One fascinating prompting method that takes this technique to the next level is verbalized sampling. In their experiments, Zhang et al. (2025) found that LLMs often gave very similar answers. For example, when they prompted Claude, Gemini and ChatGPT for a joke about coffee, they all came up with “Why did the coffee file a police report? It got mugged!” They coined this effect mode collapse and attributed it to the alignment training phase we discussed in the first chapter, where annotators systematically ranked familiar text very high.

Because annotators tend to favor familiar responses, alignment training leads to a reduction in diversity of the LLM output. (From Zhang et al. 2025) — Because annotators tend to favor familiar responses, alignment training leads to a reduction in diversity of the LLM output.
(From Zhang et al. 2025)

Zhang et al.’s solution to this problem is to prompt the LLM to generate multiple responses together with their probability, and to randomly sample these responses from the full distribution. The resulting output indeed mirrors the diversity in the original training data (before the alignment training phase), including responses that are much less predictable than most single-response outputs. In Zhang et al.’s experiments, verbalized sampling doubles the diversity in creative writing and improves human evaluation scores by 25%. Their “magic prompt” looks as follows:

<instruction>
Generate 5 responses to the user query, each within a separate <response> tag. Each <response> must include a <text> and a numeric <probability>. Randomly sample the responses from the full distribution.
</instruction>
Write a 100-word story about a bear.

Asking an LLM to generate multiple responses together with their probabilities increases the diversity of the output.
(From Zhang et al. 2025)

Rule 7: Structure your prompt #

As your prompt gets longer, it’s best to organize it with markdown and XML. Markdown is a simple markup language that can help you structure your prompt better through the use of headings (indicated by #) and lists (with items indicated by -), etc.

# Heading 1
## Heading 2
**Bold** and *italic* text
- Bullet list item
1. Numbered list item
[Link](https://example.com)
> Blockquote
`Inline code`

Similarly, xml tags like <example>...</example> or <quote>...</quote> can help delineate particular pieces of information in your prompt.
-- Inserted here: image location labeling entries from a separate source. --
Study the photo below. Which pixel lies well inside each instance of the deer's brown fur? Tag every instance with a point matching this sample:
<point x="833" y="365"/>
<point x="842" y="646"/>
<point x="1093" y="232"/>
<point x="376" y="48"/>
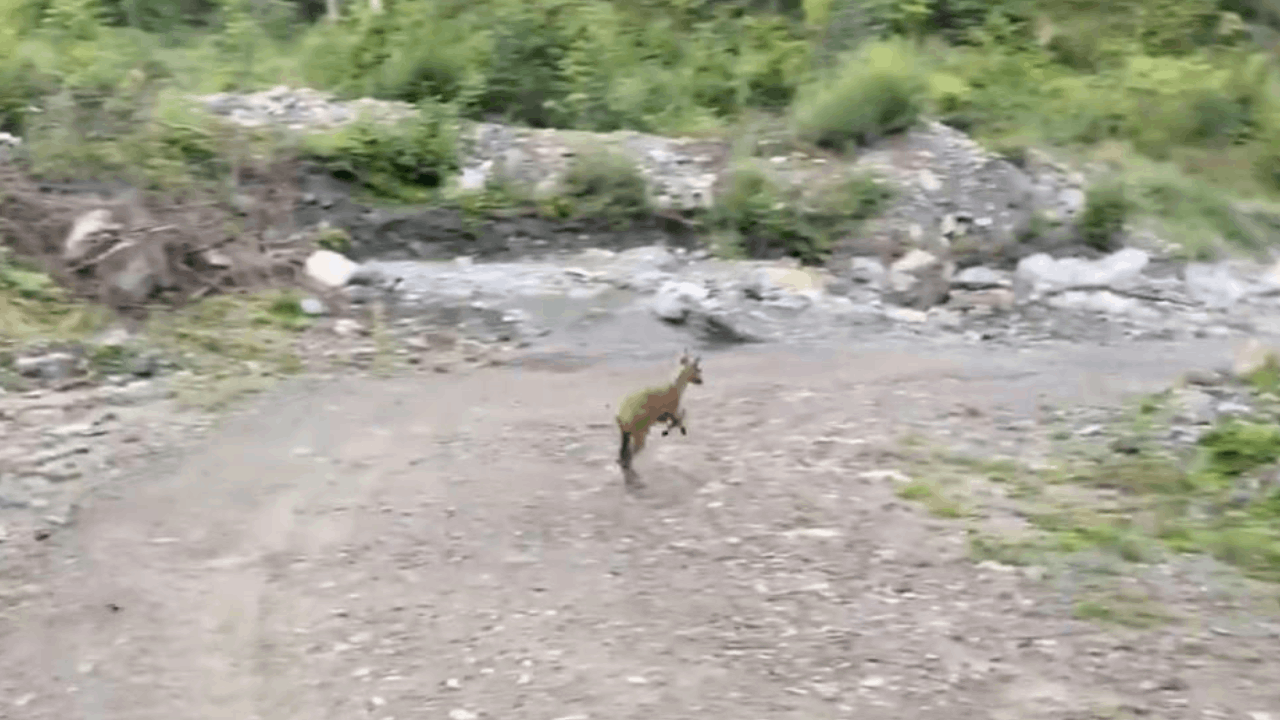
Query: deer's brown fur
<point x="640" y="410"/>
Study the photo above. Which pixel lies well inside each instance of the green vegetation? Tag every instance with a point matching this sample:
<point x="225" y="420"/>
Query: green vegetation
<point x="33" y="306"/>
<point x="402" y="160"/>
<point x="1176" y="95"/>
<point x="1136" y="501"/>
<point x="760" y="217"/>
<point x="231" y="346"/>
<point x="607" y="185"/>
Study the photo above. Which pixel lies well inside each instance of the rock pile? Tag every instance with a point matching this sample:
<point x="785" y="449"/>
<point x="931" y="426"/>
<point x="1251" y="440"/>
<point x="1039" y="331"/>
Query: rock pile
<point x="951" y="192"/>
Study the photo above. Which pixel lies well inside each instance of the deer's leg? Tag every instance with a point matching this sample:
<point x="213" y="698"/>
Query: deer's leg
<point x="638" y="441"/>
<point x="625" y="451"/>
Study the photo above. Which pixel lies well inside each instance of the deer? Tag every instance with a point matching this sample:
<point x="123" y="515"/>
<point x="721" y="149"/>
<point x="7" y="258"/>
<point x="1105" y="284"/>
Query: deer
<point x="643" y="409"/>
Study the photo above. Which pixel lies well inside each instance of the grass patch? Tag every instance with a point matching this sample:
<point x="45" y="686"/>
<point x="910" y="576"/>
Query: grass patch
<point x="1105" y="210"/>
<point x="877" y="91"/>
<point x="402" y="162"/>
<point x="932" y="497"/>
<point x="1121" y="609"/>
<point x="231" y="346"/>
<point x="606" y="185"/>
<point x="32" y="306"/>
<point x="1004" y="551"/>
<point x="759" y="217"/>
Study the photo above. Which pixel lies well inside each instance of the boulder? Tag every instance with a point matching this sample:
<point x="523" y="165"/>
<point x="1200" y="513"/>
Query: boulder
<point x="329" y="268"/>
<point x="918" y="279"/>
<point x="1041" y="273"/>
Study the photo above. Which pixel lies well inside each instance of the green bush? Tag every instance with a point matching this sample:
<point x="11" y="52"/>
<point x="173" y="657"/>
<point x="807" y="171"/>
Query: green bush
<point x="762" y="218"/>
<point x="1105" y="212"/>
<point x="600" y="183"/>
<point x="401" y="160"/>
<point x="874" y="92"/>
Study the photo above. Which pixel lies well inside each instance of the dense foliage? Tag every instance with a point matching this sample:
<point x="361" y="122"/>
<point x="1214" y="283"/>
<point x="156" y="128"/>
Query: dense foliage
<point x="1191" y="83"/>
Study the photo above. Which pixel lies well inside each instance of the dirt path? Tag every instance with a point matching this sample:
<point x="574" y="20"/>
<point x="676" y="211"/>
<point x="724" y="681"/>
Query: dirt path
<point x="460" y="546"/>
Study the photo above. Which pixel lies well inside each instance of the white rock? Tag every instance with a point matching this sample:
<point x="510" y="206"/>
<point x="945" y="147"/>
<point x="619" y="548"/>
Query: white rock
<point x="311" y="306"/>
<point x="329" y="268"/>
<point x="1037" y="274"/>
<point x="914" y="261"/>
<point x="905" y="314"/>
<point x="1102" y="301"/>
<point x="1212" y="285"/>
<point x="981" y="278"/>
<point x="867" y="270"/>
<point x="78" y="240"/>
<point x="675" y="300"/>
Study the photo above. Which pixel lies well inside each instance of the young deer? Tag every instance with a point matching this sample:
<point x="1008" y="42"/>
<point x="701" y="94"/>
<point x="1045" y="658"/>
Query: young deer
<point x="640" y="410"/>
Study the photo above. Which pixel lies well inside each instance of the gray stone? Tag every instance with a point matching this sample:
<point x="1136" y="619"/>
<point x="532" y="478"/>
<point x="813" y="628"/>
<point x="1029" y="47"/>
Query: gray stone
<point x="1212" y="285"/>
<point x="867" y="270"/>
<point x="86" y="232"/>
<point x="675" y="300"/>
<point x="1072" y="201"/>
<point x="981" y="278"/>
<point x="1193" y="406"/>
<point x="1041" y="273"/>
<point x="49" y="367"/>
<point x="918" y="279"/>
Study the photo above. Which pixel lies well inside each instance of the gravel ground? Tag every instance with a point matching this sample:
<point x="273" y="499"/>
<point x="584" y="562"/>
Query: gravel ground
<point x="460" y="546"/>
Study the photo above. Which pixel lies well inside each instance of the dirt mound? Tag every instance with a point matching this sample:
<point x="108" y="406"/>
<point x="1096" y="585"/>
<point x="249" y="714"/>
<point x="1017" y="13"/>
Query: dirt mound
<point x="129" y="250"/>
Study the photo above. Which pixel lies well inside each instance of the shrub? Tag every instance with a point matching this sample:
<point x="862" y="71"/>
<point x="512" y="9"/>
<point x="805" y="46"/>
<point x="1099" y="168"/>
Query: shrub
<point x="1105" y="212"/>
<point x="874" y="92"/>
<point x="764" y="219"/>
<point x="397" y="160"/>
<point x="602" y="183"/>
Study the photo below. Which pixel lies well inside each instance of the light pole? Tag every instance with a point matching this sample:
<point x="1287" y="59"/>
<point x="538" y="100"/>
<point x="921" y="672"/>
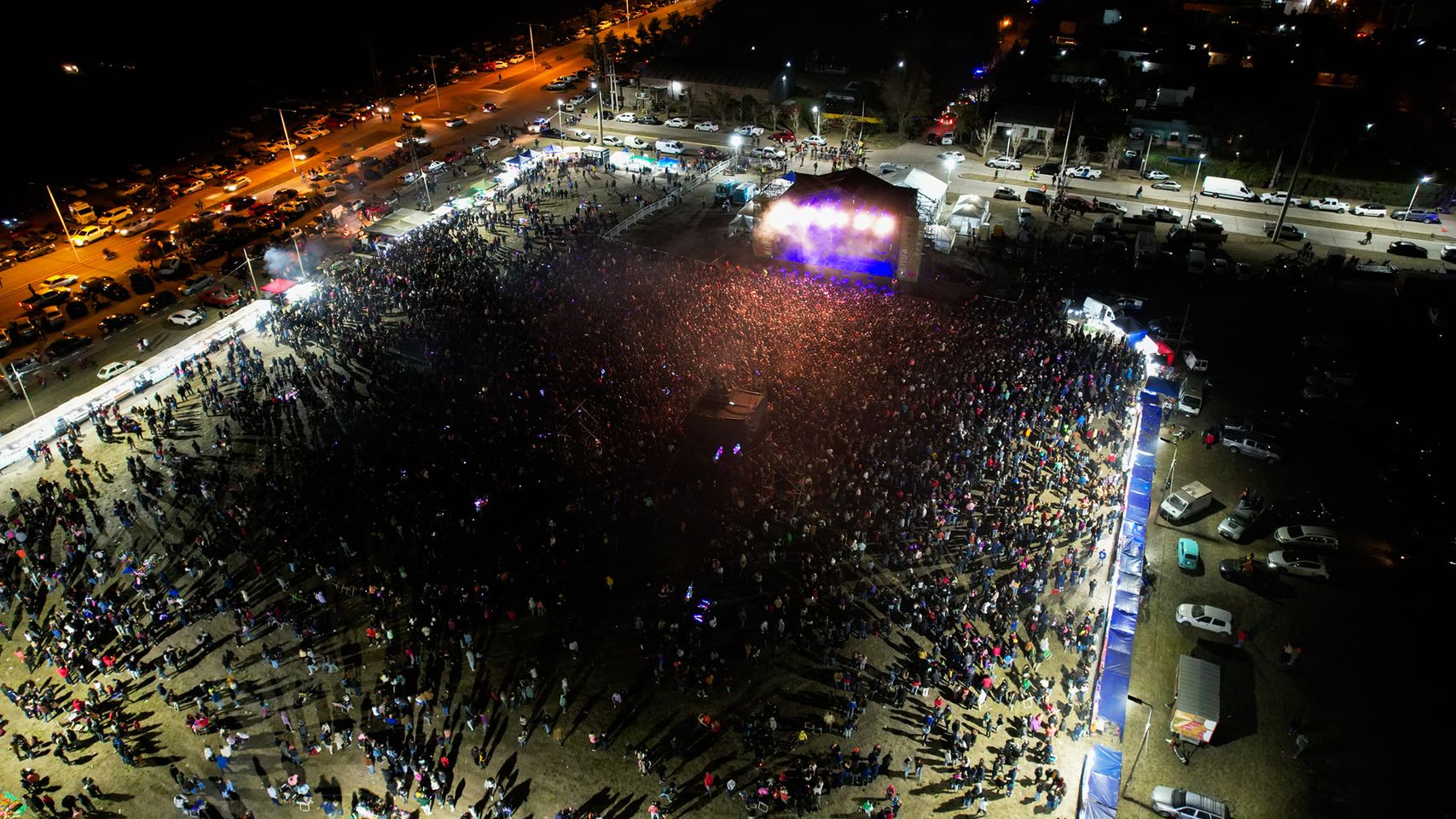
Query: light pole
<point x="531" y="32"/>
<point x="601" y="125"/>
<point x="1192" y="195"/>
<point x="1147" y="729"/>
<point x="287" y="143"/>
<point x="64" y="229"/>
<point x="1424" y="179"/>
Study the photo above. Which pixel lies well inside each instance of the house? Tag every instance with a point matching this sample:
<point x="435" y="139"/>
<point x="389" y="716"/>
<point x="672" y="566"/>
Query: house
<point x="1028" y="123"/>
<point x="681" y="79"/>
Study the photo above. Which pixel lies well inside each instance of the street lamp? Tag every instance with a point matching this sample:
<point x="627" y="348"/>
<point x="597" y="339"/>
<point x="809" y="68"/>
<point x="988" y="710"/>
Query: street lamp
<point x="1424" y="179"/>
<point x="601" y="123"/>
<point x="1192" y="195"/>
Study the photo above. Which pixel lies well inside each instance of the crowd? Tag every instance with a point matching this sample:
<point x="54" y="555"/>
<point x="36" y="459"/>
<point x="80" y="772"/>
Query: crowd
<point x="447" y="502"/>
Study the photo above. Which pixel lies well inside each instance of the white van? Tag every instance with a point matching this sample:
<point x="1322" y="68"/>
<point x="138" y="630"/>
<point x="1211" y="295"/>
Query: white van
<point x="1190" y="397"/>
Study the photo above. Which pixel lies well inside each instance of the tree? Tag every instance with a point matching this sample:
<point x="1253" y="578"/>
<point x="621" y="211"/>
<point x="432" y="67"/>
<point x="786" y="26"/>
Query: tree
<point x="904" y="92"/>
<point x="1114" y="152"/>
<point x="1079" y="154"/>
<point x="750" y="108"/>
<point x="984" y="136"/>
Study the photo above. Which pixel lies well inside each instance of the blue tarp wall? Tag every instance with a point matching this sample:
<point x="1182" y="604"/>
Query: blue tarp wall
<point x="1101" y="775"/>
<point x="1110" y="700"/>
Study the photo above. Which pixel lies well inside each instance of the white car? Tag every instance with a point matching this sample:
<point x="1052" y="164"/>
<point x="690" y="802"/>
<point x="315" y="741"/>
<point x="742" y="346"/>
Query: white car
<point x="1297" y="563"/>
<point x="113" y="369"/>
<point x="1178" y="804"/>
<point x="1207" y="619"/>
<point x="1277" y="197"/>
<point x="90" y="234"/>
<point x="1318" y="537"/>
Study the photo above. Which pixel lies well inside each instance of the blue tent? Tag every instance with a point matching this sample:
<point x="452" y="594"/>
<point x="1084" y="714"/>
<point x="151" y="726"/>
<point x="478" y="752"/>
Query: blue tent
<point x="1101" y="775"/>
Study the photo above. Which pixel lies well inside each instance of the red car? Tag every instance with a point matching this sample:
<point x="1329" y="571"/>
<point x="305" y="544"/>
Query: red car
<point x="218" y="298"/>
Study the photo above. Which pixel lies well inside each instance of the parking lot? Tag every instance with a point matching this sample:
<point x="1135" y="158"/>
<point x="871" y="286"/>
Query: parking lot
<point x="1337" y="455"/>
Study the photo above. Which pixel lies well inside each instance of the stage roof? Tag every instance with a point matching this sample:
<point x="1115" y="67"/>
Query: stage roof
<point x="858" y="184"/>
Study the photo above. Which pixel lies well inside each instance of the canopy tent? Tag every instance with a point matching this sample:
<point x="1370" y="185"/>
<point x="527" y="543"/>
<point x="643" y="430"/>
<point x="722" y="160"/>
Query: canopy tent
<point x="969" y="213"/>
<point x="1101" y="777"/>
<point x="401" y="224"/>
<point x="929" y="189"/>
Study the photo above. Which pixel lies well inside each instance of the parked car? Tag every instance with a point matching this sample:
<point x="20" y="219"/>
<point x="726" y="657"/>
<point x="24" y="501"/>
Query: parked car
<point x="1402" y="248"/>
<point x="67" y="344"/>
<point x="1312" y="537"/>
<point x="187" y="318"/>
<point x="159" y="302"/>
<point x="1417" y="214"/>
<point x="1207" y="619"/>
<point x="1178" y="804"/>
<point x="1299" y="564"/>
Many LLMs were post-trained (in the second training phase) on data with markdown and xml tags, so they tend to handle this type of structured data well.

Rule 8: Continue the conversation #

There is a reason why ChatGPT is called Chat-GPT. The model is developed to engage in a conversation with its users, so when it responds to your prompt, it’s a good idea to continue that dialogue. You can ask the model to elaborate one of its suggestions in more detail, to combine multiple suggestions it has made, to rewrite a text it has just written, to expand a topic into a text structure and then into a text, and so on.